I have a fastq file from a sequencing run, and I have a list of read names, which I wish to exclude from the fastq files. I am having some trouble filtering the whole entry based on names only. I have pasted my attempts and rationale below, and any assistance would be much appreciated!
cat names_pc3.txt
a308dbd5-df59-47f2-a92a-7068ffd0ce8d
353002fa-3d36-4e03-a8c4-b6e983464bf9
697f8ebb-9fa7-487e-ae91-8095bfb9968b
05887f55-8028-4524-8000-71e72de789d0
I can exclude the line containing the read name with grep, however I wish to remove the whole 4 line entry for each read.
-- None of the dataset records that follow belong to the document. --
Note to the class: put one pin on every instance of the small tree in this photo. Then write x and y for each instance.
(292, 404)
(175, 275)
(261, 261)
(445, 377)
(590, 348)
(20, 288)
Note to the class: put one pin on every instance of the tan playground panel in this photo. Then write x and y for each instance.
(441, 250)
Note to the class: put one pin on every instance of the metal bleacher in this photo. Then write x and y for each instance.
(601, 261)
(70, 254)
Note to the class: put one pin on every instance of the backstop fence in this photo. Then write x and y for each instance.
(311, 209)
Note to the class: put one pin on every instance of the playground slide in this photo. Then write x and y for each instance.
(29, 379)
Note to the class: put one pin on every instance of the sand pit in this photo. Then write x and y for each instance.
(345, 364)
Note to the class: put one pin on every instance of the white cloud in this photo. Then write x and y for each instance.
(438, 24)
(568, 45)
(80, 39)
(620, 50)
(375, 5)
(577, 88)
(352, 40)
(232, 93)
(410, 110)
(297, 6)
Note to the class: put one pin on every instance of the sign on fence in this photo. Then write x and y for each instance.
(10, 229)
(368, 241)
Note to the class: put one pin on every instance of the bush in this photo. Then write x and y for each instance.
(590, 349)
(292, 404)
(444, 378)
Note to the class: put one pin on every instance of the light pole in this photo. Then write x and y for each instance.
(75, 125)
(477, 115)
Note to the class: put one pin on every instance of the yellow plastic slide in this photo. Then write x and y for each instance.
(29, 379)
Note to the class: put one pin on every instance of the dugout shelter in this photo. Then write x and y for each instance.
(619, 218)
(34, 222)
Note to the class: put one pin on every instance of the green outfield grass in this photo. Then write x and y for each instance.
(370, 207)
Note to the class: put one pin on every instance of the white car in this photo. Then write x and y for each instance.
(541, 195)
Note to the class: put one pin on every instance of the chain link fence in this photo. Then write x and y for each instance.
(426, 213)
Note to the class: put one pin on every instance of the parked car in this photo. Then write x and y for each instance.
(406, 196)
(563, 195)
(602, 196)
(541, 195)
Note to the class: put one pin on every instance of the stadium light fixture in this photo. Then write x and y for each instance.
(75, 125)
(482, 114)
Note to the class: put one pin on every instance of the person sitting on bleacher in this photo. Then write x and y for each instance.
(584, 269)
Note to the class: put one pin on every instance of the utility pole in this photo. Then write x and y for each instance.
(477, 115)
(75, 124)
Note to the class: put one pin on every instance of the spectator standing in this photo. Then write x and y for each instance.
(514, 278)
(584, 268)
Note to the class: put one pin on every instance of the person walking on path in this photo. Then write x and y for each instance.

To remove the line containing the read name, this works:
grep --no-group-separator -v -f names_pc3.txt PAQ11486_pass_barcode01_52e0f3ff_4295e9c8_0.fastq
To view the entry for the reads I want to exclude, this works:
grep --no-group-separator -A 3 -f names_pc3.txt PAQ11486_pass_barcode01_52e0f3ff_4295e9c8_0.fastq
However, when I try to do both at the same time using the command below, it just prints all entries in the fastq:
grep --no-group-separator -A 3 -v -f names_pc3.txt PAQ11486_pass_barcode01_52e0f3ff_4295e9c8_0.fastq
Would love some help with a different approach or correction to my current approach if possible! Thanks.
Thank you so much Pierre, that worked perfectly! Much appreciated.